Twitter Sentiment Analysis using fastText

Sanket Doshi
Towards Data Science
9 min readMar 5, 2019

--

In this blog, we’ll be analyzing the sentiments of various tweets using a fastText library which is easy to use and fast to train.

Twitter sentiment analysis

What is fastText?

FastText is an NLP library developed by the Facebook AI. It is an open-source, free, lightweight library that allows users to learn text representations and text classifiers. It works on standard, generic hardware. Models can later be reduced in size to even fit on mobile devices.

Why fastText?

The main disadvantage of deep neural network models is that they took a large amount of time to train and test. Here, fastText have an advantage as it takes very less amount of time to train and can be trained on our home computers at high speed.

As per the Facebook AI blog on fastText, the accuracy of this library is on par of deep neural networks and requires very less amount of time to train.

comparison between fastText and other deep learning based models

Now, we know about fastText and why we’re using it we’ll see how to use this library for sentiment analysis.

Get Dataset

We’ll be using the dataset available on betsentiment.com. Tweets have four labels with values positive, negative, neutral and mixed. We’ll ignore all the tweets with the mixed label.

We’ll use teams tweet dataset as a training set while player dataset as a validation set.

Cleaning dataset

As we know, before training any model we need to clean data and it’s true here also.

We’ll clean tweets based on these rules:

  1. Remove all the hashtags as hashtags do not affect sentiments.
  2. Remove mentions as they also do not weigh in sentiment analyzing.
  3. Replace any emojis with the text they represent as emojis or emoticons plays an important role in representing a sentiment.
  4. Replace contractions with their full forms.
  5. Remove any URLs present in tweets as they are not significant in sentiment analysis.
  6. Remove punctuations.
  7. Fix misspelled words (very basic as this is a very time-consuming step).
  8. Convert everything to lowercase.
  9. Remove HTML tags if present.

Rules to clean tweets:

We’ll clean this tweet

tweet = '<html> bayer leverkusen goalkeeeeper bernd leno will not be #going to napoli. his agent uli ferber to bild: "I can confirm that there were negotiations with napoli, which we have broken off. napoli is not an option." Atletico madrid and Arsenal are the other strong rumours. #b04 #afc </html>'

Remove HTML tags

Sometimes twitter response contains HTML tags and we need to remove this.

We’ll be using Beautifulsoup package for this purpose.

If there are not HTML tags present than it will return the same text.

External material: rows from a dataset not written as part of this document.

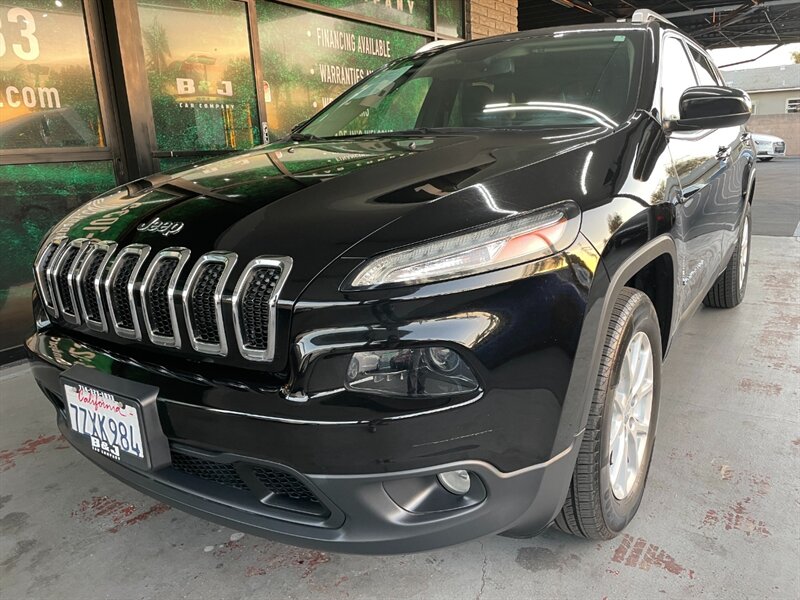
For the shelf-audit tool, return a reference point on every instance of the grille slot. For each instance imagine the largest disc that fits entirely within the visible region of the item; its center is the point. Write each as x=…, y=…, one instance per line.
x=254, y=306
x=119, y=293
x=158, y=296
x=43, y=263
x=119, y=290
x=203, y=302
x=158, y=299
x=88, y=283
x=204, y=313
x=92, y=305
x=62, y=279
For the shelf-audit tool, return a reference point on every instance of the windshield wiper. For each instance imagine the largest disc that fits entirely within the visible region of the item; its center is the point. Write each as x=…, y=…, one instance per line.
x=302, y=137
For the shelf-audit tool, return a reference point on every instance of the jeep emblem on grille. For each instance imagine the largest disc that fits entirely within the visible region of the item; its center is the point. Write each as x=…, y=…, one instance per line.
x=163, y=227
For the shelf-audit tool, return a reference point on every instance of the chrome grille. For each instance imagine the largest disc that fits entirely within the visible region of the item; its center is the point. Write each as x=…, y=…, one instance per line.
x=119, y=290
x=88, y=282
x=202, y=301
x=44, y=264
x=254, y=305
x=62, y=280
x=158, y=296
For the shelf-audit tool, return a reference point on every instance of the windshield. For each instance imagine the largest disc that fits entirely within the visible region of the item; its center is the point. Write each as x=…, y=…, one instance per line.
x=576, y=78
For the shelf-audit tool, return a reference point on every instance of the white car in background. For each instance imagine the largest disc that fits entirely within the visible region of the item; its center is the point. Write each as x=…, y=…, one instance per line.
x=768, y=146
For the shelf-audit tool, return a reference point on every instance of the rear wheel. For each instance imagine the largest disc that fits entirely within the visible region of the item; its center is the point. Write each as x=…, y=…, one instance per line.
x=614, y=459
x=728, y=290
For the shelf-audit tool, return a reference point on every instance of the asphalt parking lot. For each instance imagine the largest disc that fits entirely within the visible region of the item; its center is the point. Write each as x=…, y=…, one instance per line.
x=720, y=517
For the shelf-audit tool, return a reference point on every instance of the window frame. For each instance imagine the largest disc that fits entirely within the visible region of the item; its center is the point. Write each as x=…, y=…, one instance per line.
x=99, y=64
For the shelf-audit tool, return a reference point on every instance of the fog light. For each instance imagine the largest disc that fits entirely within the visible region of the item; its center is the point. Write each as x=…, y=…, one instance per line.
x=455, y=482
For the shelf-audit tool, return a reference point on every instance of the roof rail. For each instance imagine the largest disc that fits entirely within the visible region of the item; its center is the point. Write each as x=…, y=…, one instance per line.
x=644, y=15
x=434, y=45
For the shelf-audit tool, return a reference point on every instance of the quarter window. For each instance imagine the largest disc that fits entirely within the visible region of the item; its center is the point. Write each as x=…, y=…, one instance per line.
x=706, y=75
x=676, y=77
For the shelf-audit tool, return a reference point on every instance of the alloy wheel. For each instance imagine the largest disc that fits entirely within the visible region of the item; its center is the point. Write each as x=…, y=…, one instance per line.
x=630, y=415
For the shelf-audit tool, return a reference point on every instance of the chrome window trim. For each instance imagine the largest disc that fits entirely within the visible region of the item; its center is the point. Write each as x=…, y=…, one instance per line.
x=140, y=250
x=229, y=260
x=43, y=277
x=109, y=248
x=182, y=254
x=285, y=264
x=82, y=245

tweet = BeautifulSoup(tweet).get_text()#output
'bayer leverkusen goalkeeeeper bernd leno will not be #going to napoli. his agent uli ferber to bild: "I can confirm that there were negotiations with napoli, which we have broken off. napoli is not an option." Atletico madrid and Arsenal are the other strong rumours. #b04 #afc'

We’ll be using regex to match expressions to removed or to be replaced. For this, re package will be used.

Remove hashtags

Regex @[A-Za-z0-9]+ represents mentions and #[A-Za-z0-9]+ represents hashtags. We’ll we replacing every word matching this regex with spaces.

tweet = ' '.join(re.sub("(@[A-Za-z0-9]+)|(#[A-Za-z0-9]+)", " ", tweet).split())#output
'bayer leverkusen goalkeeeeper bernd leno will not be to napoli. his agent uli ferber to bild: "I can confirm that there were negotiations with napoli, which we have broken off. napoli is not an option." Atletico madrid and Arsenal are the other strong rumours.'

Remove URLs

Regex \w+:\/\/\S+ matches all the URLs starting with http:// or https:// and replacing it with space.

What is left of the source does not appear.